Can anyone please explain the strange course taken by the semi-submersible heavy-lift ship HAWK recently ? According to AIS tracking websites she anchored in the Forth Estuary and on 14th June tugs towed the oil rig ENSCO 101 from Dundee, taking it near her but on 20th June they apparently took the rig back to Dundee. By 30th June it had been taken to the Forth again and was loaded aboard the HAWK which sailed for St. Petersburg - an area I do not associate with oil wells or shipbreaking. She sailed out into the North Sea but did a 180 degree turn, coming back off the Forth before heading north off Montrose, doing another about-turn and going south to off Berwick.
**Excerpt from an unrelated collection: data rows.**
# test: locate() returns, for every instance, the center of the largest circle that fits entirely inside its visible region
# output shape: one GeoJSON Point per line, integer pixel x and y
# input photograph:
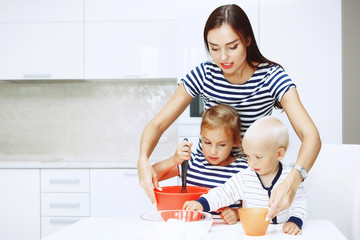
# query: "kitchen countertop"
{"type": "Point", "coordinates": [53, 162]}
{"type": "Point", "coordinates": [123, 228]}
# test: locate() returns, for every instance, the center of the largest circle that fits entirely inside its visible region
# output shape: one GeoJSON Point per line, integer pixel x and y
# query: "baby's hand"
{"type": "Point", "coordinates": [229, 215]}
{"type": "Point", "coordinates": [193, 205]}
{"type": "Point", "coordinates": [291, 228]}
{"type": "Point", "coordinates": [183, 152]}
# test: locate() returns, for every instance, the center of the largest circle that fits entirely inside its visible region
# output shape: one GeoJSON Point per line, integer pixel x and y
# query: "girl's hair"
{"type": "Point", "coordinates": [233, 15]}
{"type": "Point", "coordinates": [224, 116]}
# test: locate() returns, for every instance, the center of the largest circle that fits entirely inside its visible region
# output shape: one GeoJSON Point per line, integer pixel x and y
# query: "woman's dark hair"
{"type": "Point", "coordinates": [233, 15]}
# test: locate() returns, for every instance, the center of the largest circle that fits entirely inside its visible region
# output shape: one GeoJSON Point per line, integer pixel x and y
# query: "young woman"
{"type": "Point", "coordinates": [241, 77]}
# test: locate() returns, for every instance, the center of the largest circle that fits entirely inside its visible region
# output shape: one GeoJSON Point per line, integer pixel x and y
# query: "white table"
{"type": "Point", "coordinates": [121, 228]}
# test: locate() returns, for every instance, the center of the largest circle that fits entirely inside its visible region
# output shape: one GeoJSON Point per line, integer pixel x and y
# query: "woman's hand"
{"type": "Point", "coordinates": [193, 205]}
{"type": "Point", "coordinates": [183, 152]}
{"type": "Point", "coordinates": [147, 179]}
{"type": "Point", "coordinates": [291, 228]}
{"type": "Point", "coordinates": [229, 215]}
{"type": "Point", "coordinates": [283, 195]}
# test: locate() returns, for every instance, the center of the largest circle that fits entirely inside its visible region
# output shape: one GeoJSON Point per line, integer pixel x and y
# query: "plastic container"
{"type": "Point", "coordinates": [171, 198]}
{"type": "Point", "coordinates": [253, 221]}
{"type": "Point", "coordinates": [176, 224]}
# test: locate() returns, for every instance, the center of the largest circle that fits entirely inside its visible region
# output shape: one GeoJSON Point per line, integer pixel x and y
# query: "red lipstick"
{"type": "Point", "coordinates": [227, 66]}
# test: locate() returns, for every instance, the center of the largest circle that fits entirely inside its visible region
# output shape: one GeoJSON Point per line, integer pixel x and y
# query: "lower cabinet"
{"type": "Point", "coordinates": [19, 204]}
{"type": "Point", "coordinates": [35, 203]}
{"type": "Point", "coordinates": [117, 193]}
{"type": "Point", "coordinates": [65, 198]}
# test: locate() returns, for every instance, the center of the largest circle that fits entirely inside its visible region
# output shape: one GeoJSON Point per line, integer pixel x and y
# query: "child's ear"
{"type": "Point", "coordinates": [281, 153]}
{"type": "Point", "coordinates": [237, 142]}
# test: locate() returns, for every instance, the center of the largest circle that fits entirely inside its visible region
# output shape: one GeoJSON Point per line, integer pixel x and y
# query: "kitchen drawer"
{"type": "Point", "coordinates": [65, 204]}
{"type": "Point", "coordinates": [67, 180]}
{"type": "Point", "coordinates": [50, 225]}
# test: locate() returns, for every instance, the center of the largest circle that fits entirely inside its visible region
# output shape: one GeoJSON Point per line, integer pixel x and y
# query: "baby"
{"type": "Point", "coordinates": [264, 143]}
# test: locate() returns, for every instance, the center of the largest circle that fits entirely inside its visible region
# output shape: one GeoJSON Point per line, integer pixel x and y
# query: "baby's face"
{"type": "Point", "coordinates": [217, 145]}
{"type": "Point", "coordinates": [262, 155]}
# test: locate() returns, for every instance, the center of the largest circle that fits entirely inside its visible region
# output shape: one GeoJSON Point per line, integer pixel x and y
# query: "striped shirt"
{"type": "Point", "coordinates": [253, 99]}
{"type": "Point", "coordinates": [202, 173]}
{"type": "Point", "coordinates": [247, 186]}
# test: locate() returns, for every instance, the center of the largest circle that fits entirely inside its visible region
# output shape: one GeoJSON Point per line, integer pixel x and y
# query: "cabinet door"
{"type": "Point", "coordinates": [41, 10]}
{"type": "Point", "coordinates": [117, 193]}
{"type": "Point", "coordinates": [20, 204]}
{"type": "Point", "coordinates": [115, 10]}
{"type": "Point", "coordinates": [41, 51]}
{"type": "Point", "coordinates": [139, 49]}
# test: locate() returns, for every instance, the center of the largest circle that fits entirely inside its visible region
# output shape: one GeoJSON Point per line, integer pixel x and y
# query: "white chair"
{"type": "Point", "coordinates": [333, 188]}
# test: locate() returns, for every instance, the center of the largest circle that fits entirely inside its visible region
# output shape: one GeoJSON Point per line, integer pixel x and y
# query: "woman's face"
{"type": "Point", "coordinates": [217, 145]}
{"type": "Point", "coordinates": [227, 49]}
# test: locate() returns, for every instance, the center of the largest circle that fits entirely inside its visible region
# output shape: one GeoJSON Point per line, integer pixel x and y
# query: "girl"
{"type": "Point", "coordinates": [214, 164]}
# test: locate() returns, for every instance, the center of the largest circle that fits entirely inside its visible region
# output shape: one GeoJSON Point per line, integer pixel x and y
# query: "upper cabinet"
{"type": "Point", "coordinates": [134, 49]}
{"type": "Point", "coordinates": [115, 10]}
{"type": "Point", "coordinates": [87, 39]}
{"type": "Point", "coordinates": [41, 11]}
{"type": "Point", "coordinates": [135, 39]}
{"type": "Point", "coordinates": [41, 39]}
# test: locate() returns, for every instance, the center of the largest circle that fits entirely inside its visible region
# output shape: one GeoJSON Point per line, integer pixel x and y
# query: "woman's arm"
{"type": "Point", "coordinates": [282, 197]}
{"type": "Point", "coordinates": [151, 134]}
{"type": "Point", "coordinates": [168, 168]}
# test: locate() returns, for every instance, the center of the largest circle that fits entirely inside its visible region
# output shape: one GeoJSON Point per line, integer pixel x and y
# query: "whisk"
{"type": "Point", "coordinates": [184, 167]}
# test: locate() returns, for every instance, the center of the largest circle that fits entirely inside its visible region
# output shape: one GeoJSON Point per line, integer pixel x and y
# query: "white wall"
{"type": "Point", "coordinates": [305, 38]}
{"type": "Point", "coordinates": [351, 62]}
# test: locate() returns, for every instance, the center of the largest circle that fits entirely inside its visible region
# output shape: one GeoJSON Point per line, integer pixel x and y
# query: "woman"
{"type": "Point", "coordinates": [241, 77]}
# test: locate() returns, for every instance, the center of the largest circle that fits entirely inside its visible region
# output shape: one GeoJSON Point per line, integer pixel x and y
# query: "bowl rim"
{"type": "Point", "coordinates": [206, 189]}
{"type": "Point", "coordinates": [207, 216]}
{"type": "Point", "coordinates": [257, 209]}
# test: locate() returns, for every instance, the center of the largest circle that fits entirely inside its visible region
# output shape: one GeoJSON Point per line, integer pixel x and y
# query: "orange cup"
{"type": "Point", "coordinates": [253, 221]}
{"type": "Point", "coordinates": [171, 198]}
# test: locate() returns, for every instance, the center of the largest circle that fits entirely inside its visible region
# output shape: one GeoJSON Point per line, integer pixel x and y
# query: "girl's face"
{"type": "Point", "coordinates": [262, 156]}
{"type": "Point", "coordinates": [217, 145]}
{"type": "Point", "coordinates": [227, 49]}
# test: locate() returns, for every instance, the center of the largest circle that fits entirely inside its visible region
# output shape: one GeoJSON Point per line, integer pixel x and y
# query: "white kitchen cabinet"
{"type": "Point", "coordinates": [114, 10]}
{"type": "Point", "coordinates": [41, 51]}
{"type": "Point", "coordinates": [117, 193]}
{"type": "Point", "coordinates": [41, 10]}
{"type": "Point", "coordinates": [19, 204]}
{"type": "Point", "coordinates": [134, 49]}
{"type": "Point", "coordinates": [65, 198]}
{"type": "Point", "coordinates": [41, 39]}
Then she headed in the expected direction and into the Kattegat, nearing Elsinore - but turned again and came back into the Skagerrak. On 10th July she was north of Denmark doing about 9 knots but left her westward course by turning east for about 20 miles, then 20 miles west, 20 miles east, 20 miles west before resuming her passage. After anchoring off St. Petersburg, the HAWK is now sailing to Rotterdam and ENSCO 101 is at the Russian Kronstadt naval base. Why ?


----------



## bobha (May 24, 2016)

That sounds like a very good question.

Bob


----------



## Freeboard (Sep 27, 2018)

Yes I can. As Marine Warranty Surveyor I was in attendance until loaded on to HAWK. We left Dundee towed by Maersk Handler. On Fri 18th we were instructed to heave to in a sate position off Isle of May as HAWK not ready due to an insurance issue. Class required 101 to seek safe Haven. Hence return to Dundee. Weather and lack of tugs delayed departure for second time.2nd attempt was good. I then departed after off load to HAWK and secured for passage to kronstadt to under 1 year upgrade by new owners Russian Co. AMNGR. plan to resume drilling operations. Ensco 101 renamed NEVSKAYA means River Neva on which St Petersburg sits. The rig drilled successfully in Dutch sector for a few years. I moved it a couple times then. After leaving Forth there was weather sea state problems delayed its passage. There was also port entry delays at Kronstadt.


----------



## MauriceJ (Mar 12, 2009)

Dear Freeboard,
Thank you very much for your interesting and informative comments, which I really appreciate. You certainly explain a lot of the story very well, but although you were not then aboard do you also know why the HAWK took her very strange course off Denmark, including retracing her route for hundreds of miles ?
Thanks again, and very best wishes,
MauriceJ.


----------



## MarnockBS54 (Dec 2, 2019)

MauriceJ said:


> Dear Freeboard,
> Thank you very much for your interesting and informative comments, which I really appreciate. You certainly explain a lot of the story very well, but although you were not then aboard do you also know why the HAWK took her very strange course off Denmark, including retracing her route for hundreds of miles ?
> Thanks again, and very best wishes,
> MauriceJ.


Hi MauriceJ - sorry I have no explanation for the deviations off Danish Coast. I can only assume it was either weather/sea state related or more issues with Insurance Certification.


----------



## MauriceJ (Mar 12, 2009)

Dear Marnock,
Thank you. Although you cannot explain the later routing I really appreciate your kind helpfulness, and other ship enthusiast friends who were also puzzled were delighted to learn the reasons for the initial detours etc. Thus thanks again, and all the very best,
MauriceJ.


----------



## MauriceJ (Mar 12, 2009)

Dear Marnock,
Thank you. Although you cannot explain the later routing I really appreciate your kind helpfulness, and other ship enthusiast friends who were also puzzled were delighted to learn the reasons for the initial detours etc. Thus thanks again, and all the very best,
MauriceJ.


----------